Period - the second half of the reign of Ivan the Terrible. Oprichny terror was announced unexpectedly for both supporters and enemies of Ivan the Terrible.
In 1564, at night, with his retinue, children and treasury, the tsar disappeared from the Kremlin. He went to and declared that he no longer wanted to rule. A month after his disappearance from Moscow, the tsar sends two letters:

One Boyar Duma, Metropolitan, in which he accuses them of betrayal, unwillingness to serve him;
- the second to the townspeople, in which he announced that the boyars offend him, but he has no offense against ordinary people, and the boyars are to blame for everything.
Thus, he wants to show the people who is to blame for all their troubles.
By his sudden departure, he succeeded in making his opponents afraid of uncertainty, and the people went crying to ask the king to return. Ivan the Terrible agreed, but with conditions:
1) division of the country into two parts - zemshchina and oprichnina;
2) at the head of the zemshchina, Tsar Ivan the Terrible, and at the head of the oprichnina, Grand Duke Ivan the Terrible.

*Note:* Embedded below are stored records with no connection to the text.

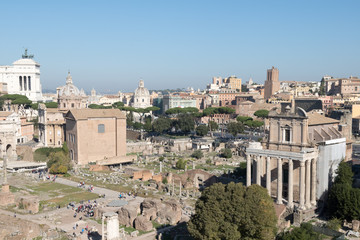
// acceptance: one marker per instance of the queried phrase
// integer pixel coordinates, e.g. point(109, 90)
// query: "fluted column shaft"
point(248, 170)
point(268, 175)
point(313, 182)
point(258, 170)
point(279, 182)
point(302, 185)
point(290, 185)
point(308, 184)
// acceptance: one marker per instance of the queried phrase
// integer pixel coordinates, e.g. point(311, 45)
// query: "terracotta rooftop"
point(4, 114)
point(95, 113)
point(318, 119)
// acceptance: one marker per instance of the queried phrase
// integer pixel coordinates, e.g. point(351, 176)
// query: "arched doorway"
point(72, 155)
point(8, 150)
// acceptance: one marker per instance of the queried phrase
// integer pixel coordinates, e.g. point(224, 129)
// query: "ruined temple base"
point(303, 215)
point(6, 197)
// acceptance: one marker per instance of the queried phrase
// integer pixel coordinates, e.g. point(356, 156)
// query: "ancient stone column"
point(302, 185)
point(268, 175)
point(308, 184)
point(290, 185)
point(279, 183)
point(313, 182)
point(258, 170)
point(248, 170)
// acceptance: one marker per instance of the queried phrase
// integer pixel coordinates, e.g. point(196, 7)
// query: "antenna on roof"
point(27, 56)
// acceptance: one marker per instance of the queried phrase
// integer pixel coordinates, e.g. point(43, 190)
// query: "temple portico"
point(281, 170)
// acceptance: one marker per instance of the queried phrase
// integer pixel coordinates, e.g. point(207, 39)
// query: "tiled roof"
point(318, 119)
point(4, 114)
point(95, 113)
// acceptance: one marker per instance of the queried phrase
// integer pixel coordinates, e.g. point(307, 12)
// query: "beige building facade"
point(298, 159)
point(51, 126)
point(96, 135)
point(272, 84)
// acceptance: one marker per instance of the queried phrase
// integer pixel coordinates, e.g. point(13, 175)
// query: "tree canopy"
point(185, 123)
point(261, 113)
point(179, 110)
point(235, 128)
point(161, 125)
point(16, 99)
point(305, 231)
point(202, 130)
point(97, 106)
point(243, 119)
point(233, 211)
point(344, 200)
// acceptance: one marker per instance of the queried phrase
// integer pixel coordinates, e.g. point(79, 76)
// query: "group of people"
point(88, 210)
point(123, 195)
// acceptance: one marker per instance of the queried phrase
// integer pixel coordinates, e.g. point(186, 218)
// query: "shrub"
point(197, 154)
point(226, 153)
point(334, 224)
point(180, 164)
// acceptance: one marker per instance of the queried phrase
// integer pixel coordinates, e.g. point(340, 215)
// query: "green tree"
point(202, 130)
point(226, 153)
point(344, 200)
point(117, 105)
point(161, 125)
point(97, 106)
point(180, 164)
point(213, 126)
point(185, 123)
point(233, 211)
point(235, 128)
point(261, 113)
point(305, 231)
point(197, 154)
point(243, 119)
point(51, 105)
point(58, 162)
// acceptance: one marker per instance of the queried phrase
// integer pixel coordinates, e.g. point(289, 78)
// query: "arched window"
point(101, 128)
point(20, 82)
point(25, 85)
point(29, 82)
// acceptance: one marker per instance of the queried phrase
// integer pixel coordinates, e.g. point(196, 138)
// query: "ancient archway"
point(8, 150)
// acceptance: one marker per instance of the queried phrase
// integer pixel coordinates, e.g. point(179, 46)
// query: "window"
point(20, 83)
point(287, 135)
point(101, 128)
point(25, 85)
point(29, 82)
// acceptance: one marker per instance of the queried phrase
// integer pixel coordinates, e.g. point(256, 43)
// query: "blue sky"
point(110, 45)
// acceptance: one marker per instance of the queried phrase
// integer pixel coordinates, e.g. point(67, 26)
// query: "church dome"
point(70, 89)
point(141, 91)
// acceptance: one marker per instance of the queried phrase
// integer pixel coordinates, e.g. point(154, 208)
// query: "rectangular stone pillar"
point(248, 170)
point(313, 182)
point(290, 185)
point(302, 185)
point(308, 184)
point(258, 170)
point(268, 175)
point(279, 182)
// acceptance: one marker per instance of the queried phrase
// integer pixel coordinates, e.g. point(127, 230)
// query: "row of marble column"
point(25, 85)
point(307, 179)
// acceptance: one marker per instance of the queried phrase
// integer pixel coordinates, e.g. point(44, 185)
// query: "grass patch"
point(129, 230)
point(53, 189)
point(74, 197)
point(42, 154)
point(14, 189)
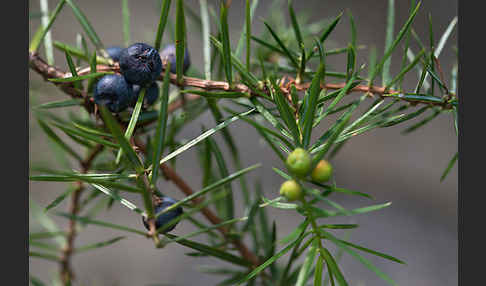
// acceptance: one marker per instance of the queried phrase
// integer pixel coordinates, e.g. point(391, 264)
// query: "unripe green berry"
point(299, 162)
point(322, 172)
point(291, 190)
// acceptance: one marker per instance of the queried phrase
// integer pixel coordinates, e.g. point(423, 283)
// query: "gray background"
point(420, 227)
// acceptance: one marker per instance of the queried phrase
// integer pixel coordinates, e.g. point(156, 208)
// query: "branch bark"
point(172, 176)
point(47, 71)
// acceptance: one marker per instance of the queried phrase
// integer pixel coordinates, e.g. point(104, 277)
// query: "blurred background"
point(420, 227)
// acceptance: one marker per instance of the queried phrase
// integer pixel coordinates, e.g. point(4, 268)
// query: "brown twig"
point(172, 176)
point(65, 263)
point(48, 71)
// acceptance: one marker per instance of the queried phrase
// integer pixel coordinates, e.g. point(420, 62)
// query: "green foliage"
point(131, 152)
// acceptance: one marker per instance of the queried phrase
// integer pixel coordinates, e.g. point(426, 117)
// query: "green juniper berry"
point(285, 98)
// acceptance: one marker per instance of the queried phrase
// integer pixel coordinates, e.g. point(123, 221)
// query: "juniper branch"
point(47, 71)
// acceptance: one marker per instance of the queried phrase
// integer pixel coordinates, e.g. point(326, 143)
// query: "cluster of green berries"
point(299, 163)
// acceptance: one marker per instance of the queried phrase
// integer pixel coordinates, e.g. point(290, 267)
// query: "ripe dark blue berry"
point(114, 52)
point(113, 91)
point(168, 54)
point(151, 94)
point(166, 217)
point(140, 64)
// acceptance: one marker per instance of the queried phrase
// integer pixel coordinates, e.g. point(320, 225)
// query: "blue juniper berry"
point(150, 97)
point(113, 91)
point(169, 54)
point(163, 219)
point(114, 52)
point(140, 64)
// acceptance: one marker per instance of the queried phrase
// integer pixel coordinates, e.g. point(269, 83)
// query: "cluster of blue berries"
point(163, 219)
point(140, 66)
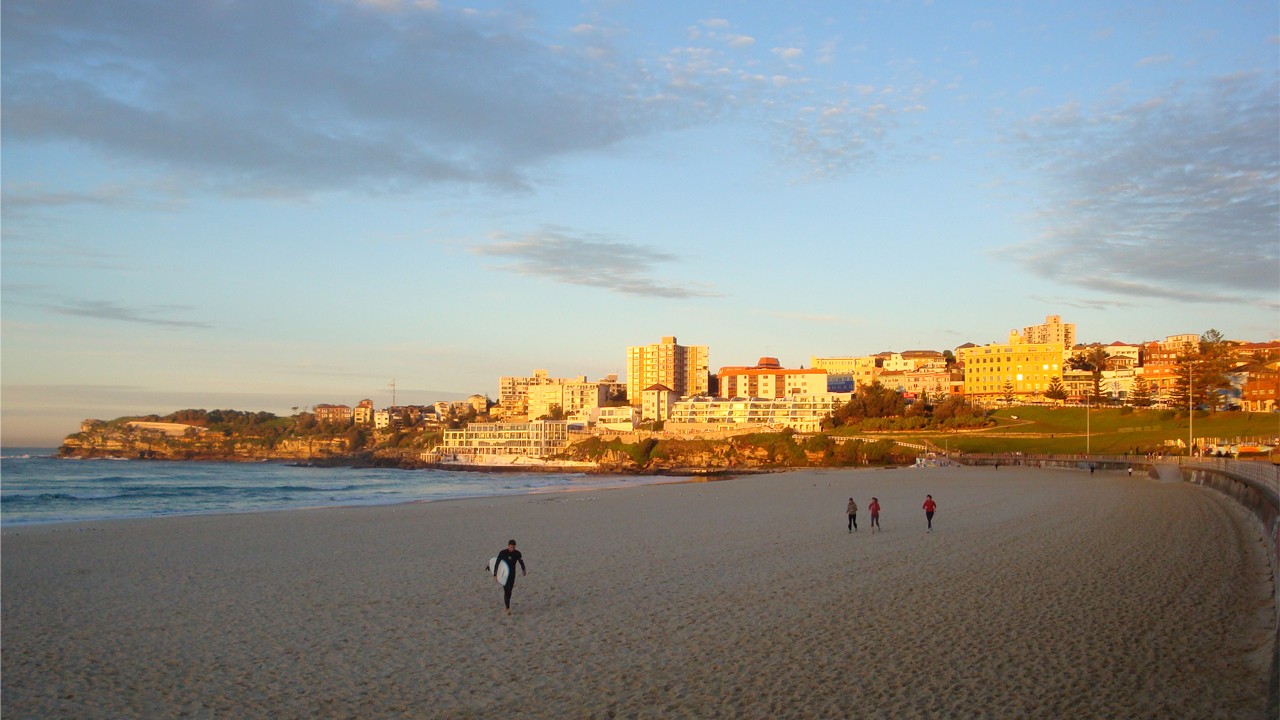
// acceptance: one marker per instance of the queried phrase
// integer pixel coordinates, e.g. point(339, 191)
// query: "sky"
point(272, 205)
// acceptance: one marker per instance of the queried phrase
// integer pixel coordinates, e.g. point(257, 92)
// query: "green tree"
point(1141, 393)
point(1056, 391)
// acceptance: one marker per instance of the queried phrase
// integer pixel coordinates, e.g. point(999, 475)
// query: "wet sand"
point(1041, 593)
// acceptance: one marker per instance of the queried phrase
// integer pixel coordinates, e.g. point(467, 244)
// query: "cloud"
point(1175, 196)
point(293, 96)
point(832, 140)
point(108, 310)
point(588, 260)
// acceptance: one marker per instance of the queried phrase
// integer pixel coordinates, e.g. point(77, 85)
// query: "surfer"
point(510, 556)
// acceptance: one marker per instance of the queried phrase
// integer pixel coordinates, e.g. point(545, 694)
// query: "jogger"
point(510, 556)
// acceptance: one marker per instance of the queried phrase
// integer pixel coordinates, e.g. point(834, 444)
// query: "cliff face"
point(112, 441)
point(744, 452)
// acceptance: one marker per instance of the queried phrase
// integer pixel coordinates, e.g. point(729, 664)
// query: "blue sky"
point(269, 205)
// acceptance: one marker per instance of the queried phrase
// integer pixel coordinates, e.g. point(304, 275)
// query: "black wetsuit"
point(510, 557)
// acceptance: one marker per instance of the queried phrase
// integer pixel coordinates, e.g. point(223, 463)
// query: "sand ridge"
point(1041, 593)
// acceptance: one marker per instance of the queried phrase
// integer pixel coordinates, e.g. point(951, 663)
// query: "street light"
point(1191, 408)
point(1087, 423)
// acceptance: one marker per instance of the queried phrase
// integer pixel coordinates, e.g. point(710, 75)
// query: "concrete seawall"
point(1257, 487)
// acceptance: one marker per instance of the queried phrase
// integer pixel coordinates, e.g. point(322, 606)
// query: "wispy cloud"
point(1155, 60)
point(109, 310)
point(1174, 197)
point(589, 260)
point(293, 96)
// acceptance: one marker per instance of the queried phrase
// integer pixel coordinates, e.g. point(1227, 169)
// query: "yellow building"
point(863, 370)
point(1022, 369)
point(680, 368)
point(768, 378)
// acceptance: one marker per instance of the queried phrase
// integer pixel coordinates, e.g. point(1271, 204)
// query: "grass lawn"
point(1106, 431)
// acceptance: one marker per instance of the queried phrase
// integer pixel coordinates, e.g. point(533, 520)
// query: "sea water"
point(39, 487)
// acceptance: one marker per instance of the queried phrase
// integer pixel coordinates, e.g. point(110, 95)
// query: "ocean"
point(37, 487)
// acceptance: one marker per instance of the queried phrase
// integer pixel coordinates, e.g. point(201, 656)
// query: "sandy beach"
point(1041, 593)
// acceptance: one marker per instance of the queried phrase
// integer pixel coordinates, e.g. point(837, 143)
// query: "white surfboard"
point(503, 568)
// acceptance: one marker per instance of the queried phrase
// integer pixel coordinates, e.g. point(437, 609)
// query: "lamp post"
point(1191, 408)
point(1087, 423)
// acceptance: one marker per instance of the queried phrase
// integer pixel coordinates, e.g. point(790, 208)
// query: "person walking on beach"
point(510, 555)
point(929, 506)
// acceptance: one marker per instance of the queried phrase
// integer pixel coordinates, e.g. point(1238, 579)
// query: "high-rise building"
point(1018, 372)
point(679, 367)
point(1054, 331)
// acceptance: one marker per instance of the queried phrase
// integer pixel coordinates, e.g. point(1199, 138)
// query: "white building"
point(574, 397)
point(681, 368)
point(657, 401)
point(801, 413)
point(488, 441)
point(618, 419)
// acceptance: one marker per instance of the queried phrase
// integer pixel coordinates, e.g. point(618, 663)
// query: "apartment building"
point(657, 401)
point(1261, 391)
point(862, 370)
point(1051, 331)
point(481, 441)
point(572, 396)
point(801, 413)
point(681, 368)
point(910, 360)
point(327, 413)
point(928, 382)
point(768, 379)
point(364, 413)
point(621, 419)
point(513, 391)
point(1022, 369)
point(1162, 363)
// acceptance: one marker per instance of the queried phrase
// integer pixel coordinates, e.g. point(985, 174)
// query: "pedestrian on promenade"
point(510, 555)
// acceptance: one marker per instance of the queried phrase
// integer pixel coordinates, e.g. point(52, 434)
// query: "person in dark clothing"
point(510, 556)
point(929, 506)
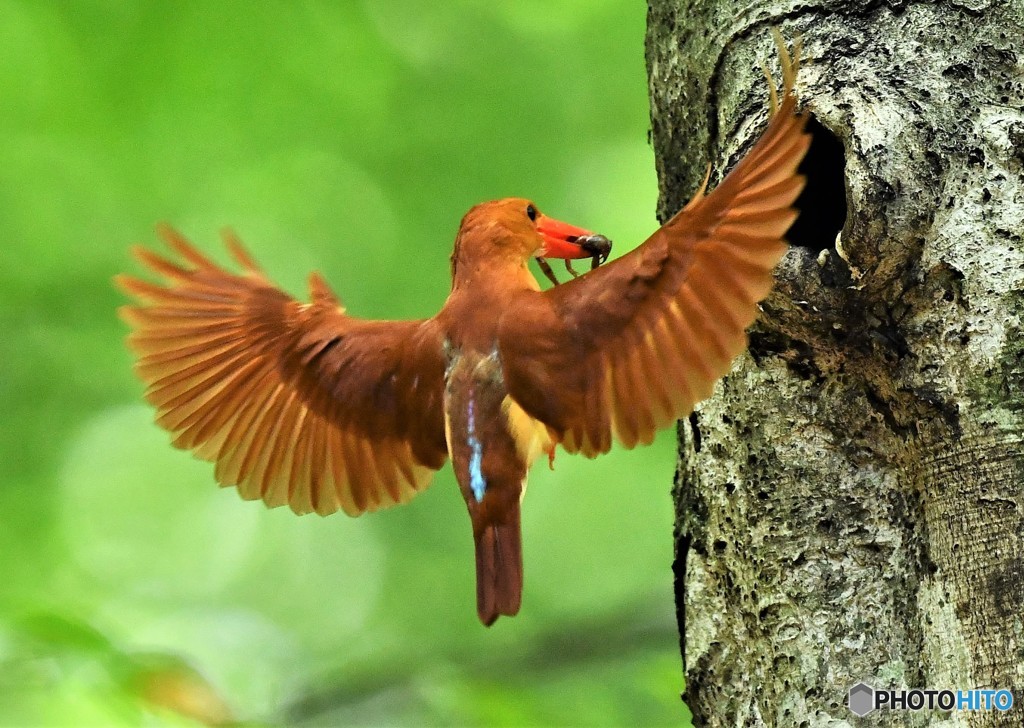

In the oprichnina lands, he singled out the most developed regions and boyar lands. Those nobles who were part of the oprichnina army settled on these lands. The population of the zemshchina was supposed to support this army. armed the army and for 7 years with this army destroys the boyars.
The meaning of the oprichnina was as follows:
- the establishment of autocracy through the destruction of the opposition (boyars);
- elimination of the remnants of feudal fragmentation (finally conquers Novgorod);
- forms a new social base of the autocracy - the nobility, i.e. these were people who were completely dependent on the king.
The destruction of the boyars was a means to achieve all these goals of Ivan the Terrible.
As a result of the oprichnina, Moscow weakened, the Crimean Khan burned the Moscow settlement in 1571, which showed the inability of the oprichnina army to fight external enemies. As a result, the tsar abolished the oprichnina, forbade even mentioning this word, and in 1572 transformed it into the "Tsar's Court". Before his death, he tried to re-introduce the oprichnina, but his guardsmen were unhappy with the tsar's policies and wanted stability. Ivan the Terrible exterminates his army, and dies at the age of 54, in 1584.
During the reign of Ivan IV, there were also merits. So, the red-brick Kremlin was built, but the builders were killed so that they could not build such beautiful buildings and temples anywhere else.
Results.
1. During the reign of Ivan IV, the country was destroyed, he actually staged a civil war. The central regions were depopulated, because. people were dying (about 7 million people died unnatural deaths).
2. Russia's loss of foreign policy influence, it has become vulnerable. Ivan IV lost the Livonian War, and Poland and Sweden launched extensive activities to seize Russian territories.
3. Ivan the Terrible condemned to death not only six wives, but also destroyed his children. He killed the heir, the son of Ivan, in a fit of rage in 1581. After the death of the prince, Ivan the Terrible thought of abdicating the throne and entering a monastery. He had something to whine about. The weak-minded Fyodor, the son of Anastasia Romanova, the first wife of the tsar, became the heir to the throne. In addition to him, there was still Tsarevich Dmitry, the son of the last, sixth wife, Maria Nagoya, who in 1584 was two years old.
Thus, after half a century of the reign of a tyrant, albeit a talented, but still a villain, power, unlimited by anyone and nothing, had to pass to a miserable person who was not capable of governing the state. After Ivan IV, a frightened, tormented, devastated country remained. Activity brought the country to the edge of the abyss, whose name is.